Put in one line only the lines with digits

Kibou · September 6, 2016, 11:16am

Hello,
I haven't been here for a while and I might be forgetting some things.
I have an input text like this

titleA
http://myurl/bla/blabla/1234
http://myurl/bla/blabla/6789

titleB
http://myurl/bla/blabla/5678
http://myurl/bla/blabla/1234

titleC
http://myurl/bla/blabla/9123
http://myurl/bla/blabla/1234
http://myurl/bla/blabla/8912

I need to extract only the title and then the digits at the end only, separated by comma.

Desired output:

titleA
1234,6789

titleB
5678,1234

titleC
9123,1234,8912

I am very unhappy at the moment because after trying I only got:

awk -F"/" '$1!~/^http/{print};{print $6}' cases.txt | awk '{ORS=","};{print}'
But this outputs everything separated by comma in the same line which is a mess.

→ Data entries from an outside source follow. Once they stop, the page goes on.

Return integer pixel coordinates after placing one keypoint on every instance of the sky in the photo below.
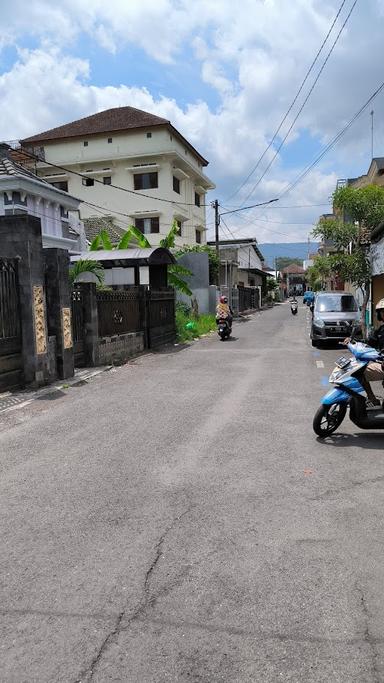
(225, 74)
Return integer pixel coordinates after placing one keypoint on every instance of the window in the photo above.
(145, 181)
(61, 185)
(148, 225)
(176, 185)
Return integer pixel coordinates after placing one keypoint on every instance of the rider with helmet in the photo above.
(223, 310)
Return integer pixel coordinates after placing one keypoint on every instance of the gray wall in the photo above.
(198, 263)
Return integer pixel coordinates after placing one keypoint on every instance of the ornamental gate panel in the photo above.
(78, 327)
(11, 363)
(119, 311)
(161, 317)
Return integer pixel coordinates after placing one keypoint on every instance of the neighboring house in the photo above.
(374, 175)
(22, 192)
(377, 258)
(248, 258)
(139, 152)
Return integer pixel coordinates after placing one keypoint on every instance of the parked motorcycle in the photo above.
(224, 328)
(294, 306)
(349, 391)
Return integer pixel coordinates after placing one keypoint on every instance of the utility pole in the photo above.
(215, 206)
(372, 114)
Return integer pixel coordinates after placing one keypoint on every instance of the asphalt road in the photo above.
(177, 520)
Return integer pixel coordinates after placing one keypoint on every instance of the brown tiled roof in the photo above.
(108, 121)
(94, 224)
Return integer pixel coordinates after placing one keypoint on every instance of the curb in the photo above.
(9, 401)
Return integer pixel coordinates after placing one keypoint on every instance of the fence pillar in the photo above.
(91, 324)
(59, 308)
(20, 238)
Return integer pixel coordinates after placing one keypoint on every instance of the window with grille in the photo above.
(145, 181)
(148, 225)
(176, 185)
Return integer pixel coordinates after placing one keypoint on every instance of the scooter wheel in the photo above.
(328, 418)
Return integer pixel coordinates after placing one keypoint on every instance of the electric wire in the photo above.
(277, 131)
(303, 104)
(332, 143)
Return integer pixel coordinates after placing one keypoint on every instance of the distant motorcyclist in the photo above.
(374, 371)
(224, 311)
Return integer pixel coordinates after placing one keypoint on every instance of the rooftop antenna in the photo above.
(372, 114)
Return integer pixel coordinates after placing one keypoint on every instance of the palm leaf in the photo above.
(86, 266)
(96, 244)
(106, 240)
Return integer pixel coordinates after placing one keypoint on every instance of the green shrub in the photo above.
(187, 331)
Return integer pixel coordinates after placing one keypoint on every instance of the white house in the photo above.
(137, 168)
(21, 191)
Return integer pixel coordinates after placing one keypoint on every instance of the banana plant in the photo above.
(86, 266)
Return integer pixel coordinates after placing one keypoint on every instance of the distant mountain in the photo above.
(299, 250)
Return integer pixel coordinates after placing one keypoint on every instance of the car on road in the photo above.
(308, 297)
(334, 314)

Without the last formatting part, I got this in clear:

titleA
1234
6789

titleB
5678
1234

titleC
9123
1234
8912

But also full of many blank lines in between.

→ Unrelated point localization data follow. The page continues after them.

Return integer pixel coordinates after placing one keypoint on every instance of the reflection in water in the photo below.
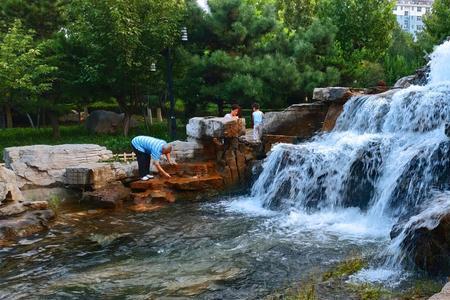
(191, 250)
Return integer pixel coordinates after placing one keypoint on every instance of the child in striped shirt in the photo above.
(147, 148)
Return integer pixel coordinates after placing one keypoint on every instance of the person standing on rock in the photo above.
(147, 148)
(234, 113)
(257, 117)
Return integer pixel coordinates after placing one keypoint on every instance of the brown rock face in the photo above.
(26, 224)
(430, 249)
(299, 120)
(111, 196)
(334, 111)
(270, 139)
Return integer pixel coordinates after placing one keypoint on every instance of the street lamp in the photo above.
(172, 119)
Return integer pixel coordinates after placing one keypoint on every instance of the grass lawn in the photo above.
(77, 134)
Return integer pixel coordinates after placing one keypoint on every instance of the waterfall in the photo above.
(388, 156)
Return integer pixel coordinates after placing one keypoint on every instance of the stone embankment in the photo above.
(218, 155)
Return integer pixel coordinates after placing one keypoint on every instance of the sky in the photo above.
(203, 4)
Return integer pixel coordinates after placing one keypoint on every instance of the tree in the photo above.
(121, 40)
(24, 75)
(437, 24)
(296, 13)
(364, 32)
(44, 16)
(403, 57)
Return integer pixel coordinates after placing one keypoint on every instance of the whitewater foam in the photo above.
(381, 163)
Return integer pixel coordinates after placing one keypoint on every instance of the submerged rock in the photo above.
(25, 224)
(425, 237)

I really don't know how to move forward. Any hint will be appreciated. Thank you in advance.

I am working in an Ubuntu Linux right now.

RavinderSingh13 · September 6, 2016, 11:44am

Hello Kibou,

Could you please try following.

awk '($0 ~ /title/){if(Q){print Q ORS $0;Q=""} else {print};next} {sub(/.*\//,X,$0);Q=Q?Q ($0?OFS $0:RS):$0;} END{print Q}' OFS=,   Input_file

Output will be as follows.

titleA
1234,6789
 
titleB
5678,1234

titleC
9123,1234,8912

EDIT: Adding above solution's little polish version.

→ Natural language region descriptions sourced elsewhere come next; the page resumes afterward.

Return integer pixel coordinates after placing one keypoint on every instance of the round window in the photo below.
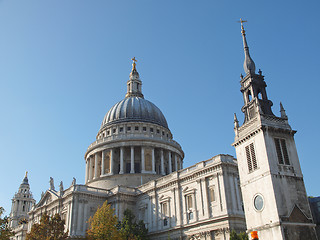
(258, 202)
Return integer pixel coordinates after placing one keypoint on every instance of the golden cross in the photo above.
(134, 59)
(242, 21)
(134, 63)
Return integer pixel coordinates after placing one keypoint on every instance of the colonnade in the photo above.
(145, 160)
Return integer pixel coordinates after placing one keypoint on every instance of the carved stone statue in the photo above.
(51, 183)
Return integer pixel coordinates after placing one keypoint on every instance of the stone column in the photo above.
(87, 171)
(162, 163)
(153, 162)
(170, 162)
(132, 160)
(79, 220)
(176, 161)
(102, 163)
(143, 167)
(121, 160)
(111, 160)
(204, 191)
(90, 169)
(95, 165)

awk '($0 ~ /title/){W=Q?Q ORS $0:$0;print W;W=Q="";next} {sub(/.*\//,X,$0);Q=Q?Q ($0?OFS $0:RS):$0} END{print Q}' OFS=,   Input_file

Thanks,
R. Singh

Yoda · September 6, 2016, 12:39pm

awk -F'/' '
        !/^http/ && NF {
                T = $0
                next
        }
        /^http/ {
                A[T] = ( T in A ? A[T] OFS $NF : $NF )
        }
        END {
                for ( k in A )
                        printf "%s\n%s\n\n", k, A[k]
        }
' OFS=, file

Scrutinizer · September 6, 2016, 1:04pm

Another approach:

awk '{for(i=2; i<=NF; i++) sub(".*/",x,$i); sub(OFS,FS)}1' FS='\n' OFS=, RS= ORS='\n\n' file

--edit--
Yet another option:

awk '{gsub("\n[^\n]*/",","); sub(",","\n")}1' RS= ORS='\n\n' file

Kibou · September 6, 2016, 3:23pm

I really appreciate it. I am always speechless with your amazing approaches.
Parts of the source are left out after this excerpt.